Meetings should always have a stated purpose, an agenda to follow and a clearly defined expectation of what’s next. For example, if the meeting is to discuss the need for new equipment, your people should be told what their role is in the process. Do you want their input on specific machine issues to define a need? Do you want them to investigate alternative products? Are they to share concerns they have with how new machines might change their jobs? What are the next steps you want them to take and what is the due date?
Have regular status meetings with key employees. These are often weekly or bi-monthly. Always hold them at the same time and in the same place, and have everyone stand rather than sit throughout the meeting. This will encourage brevity and help keep people focused. Go around the room and have each person briefly discuss the status of the projects they are working on, and encourage them to bring up any concerns or questions. Others in the meeting can offer helpful suggestions or the meeting leader can decide to have further one-to-one discussions after the meeting.

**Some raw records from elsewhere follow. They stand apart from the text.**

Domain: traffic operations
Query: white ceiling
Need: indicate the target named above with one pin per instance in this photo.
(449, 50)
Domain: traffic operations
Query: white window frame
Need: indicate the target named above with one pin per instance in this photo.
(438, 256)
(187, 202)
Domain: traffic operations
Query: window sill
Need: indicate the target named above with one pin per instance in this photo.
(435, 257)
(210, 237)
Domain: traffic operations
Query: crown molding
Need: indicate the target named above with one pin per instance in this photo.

Don’t let meetings lose focus and drift into other areas. If a participant brings up an issue that’s completely off the agenda, acknowledge the concern, make a note of it and indicate that you two will discuss it after the meeting. Remind everyone that there is a specific goal for this meeting and, to insure the best use of everyone’s time, you must stick to the agenda.
Always follow up. If you don’t have an appropriate answer to a question raised in a meeting, agree to find out the answer and then get back to the individual as soon as possible. If you set a deadline to receive information from those in a meeting, hold them accountable. In the same way, if you tell your people you’ll provide progress reports on important issues, such as acquiring new equipment or scheduling training, make sure you keep your promises.
Meetings can be an efficient way to communicate important information, solve or head off problems, and build trust and teamwork. Hopefully these tips will help make all of your meetings more productive.